An educator shares the rare pre-colonial life of Africans depicting a royal nature from their home environments, exuding the essence of fortune to their sense to agriculture and trading of principal goods produced by hand.
People who consider themselves as millennials may hail from aspiring miners or fishermen. However, the educated and affluent readership of the British newspaper, The Independent, saw headlines that read “Meet Mansa Musa I of Mali” in 2012, deeming him the richest human being in all history with a fortune of $400 billion.
By traveling through different parts of Mali, Musa was able to sustain commerce with salt and gold trades.
The startling reality spans over thousands of years, giving evidence of generating a wealth of health for these ancient cultures. It is critical to know the triumphant history of Africa.

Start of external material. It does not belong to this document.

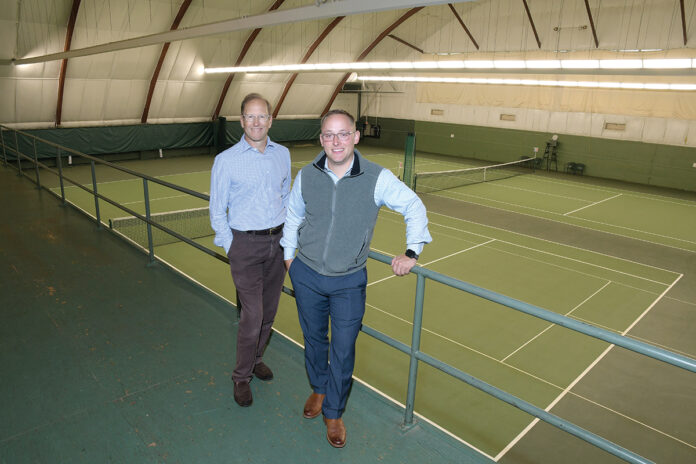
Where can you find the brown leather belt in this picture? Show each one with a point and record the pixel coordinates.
(271, 231)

Soul food is not only known to be glorious fried chicken and cornbread dishes. It is also synonymous as a means of minimal allotments for enslaved African-Americans who were designated once a week.
This polarization of perspectives provides knowledge worthy of purposeful rapture to eat foods today essential to reconstruction.
Living “rich” to our ancestors was more about producing traditional techniques to sustain the culture of a community to best thrive with adept identity.
The idea of soul food now has shifted because a multitude of environmentally conscious products create a wholesome existence for the body to function at an elevated rate because food provides the direct exchange.